Dass Du durch mein Schreiben mein Gegenüber wirst, das diesen Brief zu lesen bekommt, findet nur in meinem Herzen statt. Und das nicht einmal durch Erinnerungen, die ich an Dich habe, sondern durch einen – wie soll ich es nennen – schriftstellerischen Kunstgriff: Ich setze meine innere Vorstellung von Dir an einen fiktiven Ort im Jetzt, wo ich Dich den Brief öffnen sehe. Ja, so kann es gehen.

Bereits mit meinem ersten Brief habe ich beschlossen, der Welt zu zeigen, wer Du warst.
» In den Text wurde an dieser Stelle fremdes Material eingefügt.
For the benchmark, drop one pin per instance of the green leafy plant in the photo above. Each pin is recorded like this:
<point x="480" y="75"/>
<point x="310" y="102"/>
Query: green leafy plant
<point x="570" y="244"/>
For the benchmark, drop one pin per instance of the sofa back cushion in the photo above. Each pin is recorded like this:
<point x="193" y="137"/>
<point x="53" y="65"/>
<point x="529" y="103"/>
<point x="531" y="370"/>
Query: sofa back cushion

Zumindest in dem Rahmen, der sich meinem Nachforschen erschließt. Es sind zunächst nur sehr wenige nebulöse mündliche Überlieferungen eines Mannes, der Dich nur 15 Jahre lang kannte. Mein Vater. Es sind zudem Hinterlassenschaften, die mein Vater aufgehoben hat und die ich nach dem Tod meiner Eltern von ihrem Dachboden mitnahm. 
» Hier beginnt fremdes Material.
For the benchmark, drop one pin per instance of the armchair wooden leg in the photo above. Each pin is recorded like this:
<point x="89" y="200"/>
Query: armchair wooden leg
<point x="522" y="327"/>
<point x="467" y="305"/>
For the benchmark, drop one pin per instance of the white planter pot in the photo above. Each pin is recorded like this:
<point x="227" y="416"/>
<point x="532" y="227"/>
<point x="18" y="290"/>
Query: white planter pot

Dein Sohn, lieber Großvater, er ist schon seit nunmehr 11 Jahren in Deine Seinsebene getreten. Es geht ihm wohl recht gut, denn einmal erschien er mir von dort und erklärte mir, wo er sich befindet und wie das ist, wenn man gestorben ist. Ich werde es nie vergessen! Diese Begegnung hatte etwas Finales und öffnete mir ein riesiges Tor zu ihm. Das Tor zum Licht – das IN UNS IST.

Dir dagegen nähere ich mich anders. Stück für Stück und mit faszinierendem Erfolg! Es ist so faszinierend, dass ich der Welt davon erzählen möchte. Ja, ich möchte der Welt erzählen, wie Du mir mehr und mehr vertraut wirst. Ich habe doch keinen anderen Weg, als in den alten Sachen zu kramen, sie in die Hand zu nehmen, zu fühlen. Als könne ich mit geschlossenen Augen die Welt sehen, in der Du gelebt und gewirkt hast.
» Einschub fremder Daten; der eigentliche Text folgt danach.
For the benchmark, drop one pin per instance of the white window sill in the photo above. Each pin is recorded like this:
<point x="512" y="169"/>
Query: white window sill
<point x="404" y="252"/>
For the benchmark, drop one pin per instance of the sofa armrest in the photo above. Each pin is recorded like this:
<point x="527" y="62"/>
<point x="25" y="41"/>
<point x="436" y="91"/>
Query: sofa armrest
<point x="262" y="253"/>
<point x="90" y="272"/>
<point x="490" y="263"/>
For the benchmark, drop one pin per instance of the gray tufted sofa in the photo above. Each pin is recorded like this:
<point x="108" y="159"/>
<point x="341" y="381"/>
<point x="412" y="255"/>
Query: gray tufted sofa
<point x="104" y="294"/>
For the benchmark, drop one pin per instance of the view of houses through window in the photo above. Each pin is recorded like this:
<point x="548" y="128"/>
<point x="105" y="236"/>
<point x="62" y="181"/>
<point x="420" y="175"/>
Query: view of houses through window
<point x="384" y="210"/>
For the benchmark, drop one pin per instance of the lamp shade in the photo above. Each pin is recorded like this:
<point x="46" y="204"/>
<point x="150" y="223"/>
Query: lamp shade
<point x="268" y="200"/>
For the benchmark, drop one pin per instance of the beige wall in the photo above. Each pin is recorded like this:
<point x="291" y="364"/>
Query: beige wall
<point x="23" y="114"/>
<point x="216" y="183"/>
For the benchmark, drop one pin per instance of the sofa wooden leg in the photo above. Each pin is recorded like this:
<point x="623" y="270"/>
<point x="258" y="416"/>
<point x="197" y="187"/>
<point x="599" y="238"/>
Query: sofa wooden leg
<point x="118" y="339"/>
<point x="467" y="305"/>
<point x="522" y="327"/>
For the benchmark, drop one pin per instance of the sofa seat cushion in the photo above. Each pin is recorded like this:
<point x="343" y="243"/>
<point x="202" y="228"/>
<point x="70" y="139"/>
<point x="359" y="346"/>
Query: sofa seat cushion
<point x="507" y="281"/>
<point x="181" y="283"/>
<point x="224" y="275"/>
Im ersten Brief zeigte ich der Welt, wie großen Wert Du auf Disziplin legtest. Du hattest – mit einem Nachwort von Oma – Deinem 14-jährigen Sohn einen Geburtstagsbrief geschrieben. Zu dem Zeitpunkt hattest Du Deinen 50. Geburtstag schon eine Weile hinter Dir und somit schon viel Lebenserfahrung. 

Vielleicht warst Du gerade in einer – wie man es heute nennen würde – Midlifecrisis und hofftest, dass zumindest Dein einziger Sohn Deine noch unerfüllten Lebensträume realisieren würde. Von Landwirtschaft war darin nicht die Rede. Was vermutlich mit Deinen eigenen Erfahrungen zusammenhing. Davon wird noch die Rede sein.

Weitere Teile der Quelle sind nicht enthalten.